>>13379
I remember the episode with the Ferengi assassin. That is also the episode where Quark laments at length about how noone else has any respect for Ferengi martial abilities. And the assassin is completely useless.
Further, what you say about trying to buy off attackers, this was how most of europe tried to deal with Viking raidiers, if you will pardon a small rant to set up some historical context:
>In 991 after the Battle of Maldon, Æthelred, an English king at the time, was forced to pay just over 3 tons of Silver to the Vikings as tribute.
>In 994 Vikings returned and laid siege to London until they where paid even more tribute.
>In 1002, 1007 until Æthelred paid them off with 13 tons of silver.
>In 1012, after killing the Bishop of Canterbury and sacking Canterbury for good meassure, Æthelred paid the Vikings 18 tons of silver.

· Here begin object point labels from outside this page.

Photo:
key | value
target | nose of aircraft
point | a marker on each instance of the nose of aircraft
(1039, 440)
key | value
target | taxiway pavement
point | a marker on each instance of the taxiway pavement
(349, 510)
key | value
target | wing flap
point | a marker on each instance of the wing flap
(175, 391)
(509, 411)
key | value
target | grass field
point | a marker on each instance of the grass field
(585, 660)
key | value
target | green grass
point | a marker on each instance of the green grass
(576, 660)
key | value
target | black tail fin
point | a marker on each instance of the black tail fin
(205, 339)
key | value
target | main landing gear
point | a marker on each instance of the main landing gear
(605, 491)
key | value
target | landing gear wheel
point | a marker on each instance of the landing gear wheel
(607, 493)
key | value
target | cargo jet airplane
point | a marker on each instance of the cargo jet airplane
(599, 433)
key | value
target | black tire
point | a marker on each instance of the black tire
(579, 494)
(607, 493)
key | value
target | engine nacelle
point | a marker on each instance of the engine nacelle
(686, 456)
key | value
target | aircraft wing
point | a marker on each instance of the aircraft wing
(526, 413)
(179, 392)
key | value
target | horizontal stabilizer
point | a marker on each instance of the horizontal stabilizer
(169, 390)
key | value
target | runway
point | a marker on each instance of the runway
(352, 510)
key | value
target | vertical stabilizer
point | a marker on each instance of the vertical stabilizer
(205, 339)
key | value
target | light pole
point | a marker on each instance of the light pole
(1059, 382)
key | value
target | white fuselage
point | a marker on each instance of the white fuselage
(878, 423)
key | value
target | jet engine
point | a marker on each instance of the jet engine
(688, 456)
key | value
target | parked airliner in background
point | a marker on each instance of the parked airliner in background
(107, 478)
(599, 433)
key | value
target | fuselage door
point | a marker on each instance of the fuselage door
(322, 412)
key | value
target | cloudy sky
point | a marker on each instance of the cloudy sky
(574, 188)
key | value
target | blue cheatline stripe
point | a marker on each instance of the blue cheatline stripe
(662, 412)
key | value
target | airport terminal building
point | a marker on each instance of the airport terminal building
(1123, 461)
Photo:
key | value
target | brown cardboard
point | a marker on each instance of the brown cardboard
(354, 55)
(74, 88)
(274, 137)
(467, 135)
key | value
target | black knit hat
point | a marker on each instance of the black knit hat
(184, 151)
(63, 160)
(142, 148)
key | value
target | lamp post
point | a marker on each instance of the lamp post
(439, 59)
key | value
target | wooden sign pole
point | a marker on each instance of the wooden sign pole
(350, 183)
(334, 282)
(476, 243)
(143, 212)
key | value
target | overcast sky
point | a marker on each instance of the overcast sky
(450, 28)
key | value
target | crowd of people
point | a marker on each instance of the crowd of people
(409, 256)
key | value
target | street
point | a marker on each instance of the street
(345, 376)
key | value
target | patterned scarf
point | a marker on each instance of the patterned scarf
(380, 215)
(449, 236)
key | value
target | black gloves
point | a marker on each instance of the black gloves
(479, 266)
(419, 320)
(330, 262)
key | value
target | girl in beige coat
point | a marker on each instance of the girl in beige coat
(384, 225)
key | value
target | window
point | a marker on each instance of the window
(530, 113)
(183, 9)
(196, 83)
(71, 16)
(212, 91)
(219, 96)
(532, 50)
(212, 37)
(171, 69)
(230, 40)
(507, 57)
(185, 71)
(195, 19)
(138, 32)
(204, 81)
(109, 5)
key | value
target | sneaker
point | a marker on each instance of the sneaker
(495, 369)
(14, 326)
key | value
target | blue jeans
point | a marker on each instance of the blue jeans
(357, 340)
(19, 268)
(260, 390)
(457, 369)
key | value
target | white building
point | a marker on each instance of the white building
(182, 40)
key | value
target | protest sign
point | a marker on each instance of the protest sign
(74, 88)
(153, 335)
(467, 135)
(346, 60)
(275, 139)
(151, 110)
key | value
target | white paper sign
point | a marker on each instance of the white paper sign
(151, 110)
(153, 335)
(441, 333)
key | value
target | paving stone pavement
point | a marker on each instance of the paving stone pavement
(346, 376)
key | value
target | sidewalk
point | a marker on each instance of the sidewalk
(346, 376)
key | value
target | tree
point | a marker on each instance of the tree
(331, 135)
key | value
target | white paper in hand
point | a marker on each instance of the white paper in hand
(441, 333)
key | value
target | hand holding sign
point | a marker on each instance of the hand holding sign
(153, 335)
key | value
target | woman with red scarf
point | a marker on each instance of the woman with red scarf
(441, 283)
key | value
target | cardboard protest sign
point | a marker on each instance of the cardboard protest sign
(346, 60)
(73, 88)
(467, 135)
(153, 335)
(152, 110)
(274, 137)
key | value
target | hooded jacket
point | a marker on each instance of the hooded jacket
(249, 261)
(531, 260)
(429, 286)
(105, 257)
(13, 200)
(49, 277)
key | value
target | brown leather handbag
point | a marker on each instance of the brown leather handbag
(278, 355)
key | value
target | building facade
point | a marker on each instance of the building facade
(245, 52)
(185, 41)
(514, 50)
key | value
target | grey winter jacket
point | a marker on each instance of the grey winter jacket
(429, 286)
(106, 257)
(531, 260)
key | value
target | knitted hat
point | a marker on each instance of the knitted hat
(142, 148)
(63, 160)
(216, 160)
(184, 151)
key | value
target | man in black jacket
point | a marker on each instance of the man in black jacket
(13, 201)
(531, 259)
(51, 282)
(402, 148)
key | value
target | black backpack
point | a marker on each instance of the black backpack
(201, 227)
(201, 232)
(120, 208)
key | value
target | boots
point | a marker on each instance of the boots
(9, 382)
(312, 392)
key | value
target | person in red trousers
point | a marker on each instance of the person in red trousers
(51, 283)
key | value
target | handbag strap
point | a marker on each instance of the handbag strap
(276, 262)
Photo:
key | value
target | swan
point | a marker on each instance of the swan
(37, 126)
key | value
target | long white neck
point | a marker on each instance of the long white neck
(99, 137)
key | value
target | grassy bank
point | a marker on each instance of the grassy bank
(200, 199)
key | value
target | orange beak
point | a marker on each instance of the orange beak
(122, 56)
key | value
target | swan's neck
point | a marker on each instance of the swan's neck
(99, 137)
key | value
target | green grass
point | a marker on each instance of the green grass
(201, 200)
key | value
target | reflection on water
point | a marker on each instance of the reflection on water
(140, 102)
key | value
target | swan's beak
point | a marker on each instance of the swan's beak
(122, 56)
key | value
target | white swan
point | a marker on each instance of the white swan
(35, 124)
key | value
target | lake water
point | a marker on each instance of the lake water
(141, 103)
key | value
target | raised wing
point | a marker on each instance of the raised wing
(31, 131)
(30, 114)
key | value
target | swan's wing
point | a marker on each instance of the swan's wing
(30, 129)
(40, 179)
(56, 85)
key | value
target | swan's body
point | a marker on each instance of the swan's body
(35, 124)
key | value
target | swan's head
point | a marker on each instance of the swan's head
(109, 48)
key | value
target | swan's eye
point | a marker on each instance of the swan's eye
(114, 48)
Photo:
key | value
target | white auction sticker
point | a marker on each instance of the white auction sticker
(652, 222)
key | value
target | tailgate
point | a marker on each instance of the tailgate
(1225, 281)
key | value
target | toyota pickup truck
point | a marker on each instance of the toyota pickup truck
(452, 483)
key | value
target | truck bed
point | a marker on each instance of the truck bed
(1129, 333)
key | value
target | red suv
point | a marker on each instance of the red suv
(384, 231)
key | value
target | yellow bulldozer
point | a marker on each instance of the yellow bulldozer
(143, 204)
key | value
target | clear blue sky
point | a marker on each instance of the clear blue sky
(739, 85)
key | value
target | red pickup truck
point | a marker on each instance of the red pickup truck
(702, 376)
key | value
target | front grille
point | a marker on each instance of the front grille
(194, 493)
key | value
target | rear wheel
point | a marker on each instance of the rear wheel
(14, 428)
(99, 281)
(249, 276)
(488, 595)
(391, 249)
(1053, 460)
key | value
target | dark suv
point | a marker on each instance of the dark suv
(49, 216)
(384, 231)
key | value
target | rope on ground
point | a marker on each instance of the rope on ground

>In 1016, the son of the leader of the vikings who had been running this racket up until then, took over England and taxed taxed it for 28 tons of silver, and another 4 tons from London.
So what did Æthelred gain from trying to buy off the Vikings?
You see, when someone tries to mug you, giving them your money may keep them from killing you to get your money, but it does not discourage them from trying to rob you again. Especially if its easy to make you pay up.
Thus, trying to pay off someone like say, the Klingons, to keep them from invading you, likely isn't going to work. For someone like the Dominion or the Borg, it would do even less.
Mercenaries aren't a good solution either. Machiavelli spend a lot of time trying to explain to nobles why having a large profesisonal army around that was only loyal to its pay-check was a bad idea, and more than a few fiefdoms have gotten new rulers when mercenaries hired to defend the place decided they'd rather run it themselves. As a rule of thumb, you REALLY don't want to have more mercenaries around than you have proper loyal soldiers. Chances are, if the mercenaries can take over by force and either set themselves up as your new overlords or just take all your money by force, they have little reason not to do so, especially if the alternative is fighting a war they don't really care about in the first place. For a typical historical example, look up the Normans in Sicily.
The long and short of it is that your country's army should never be privatised.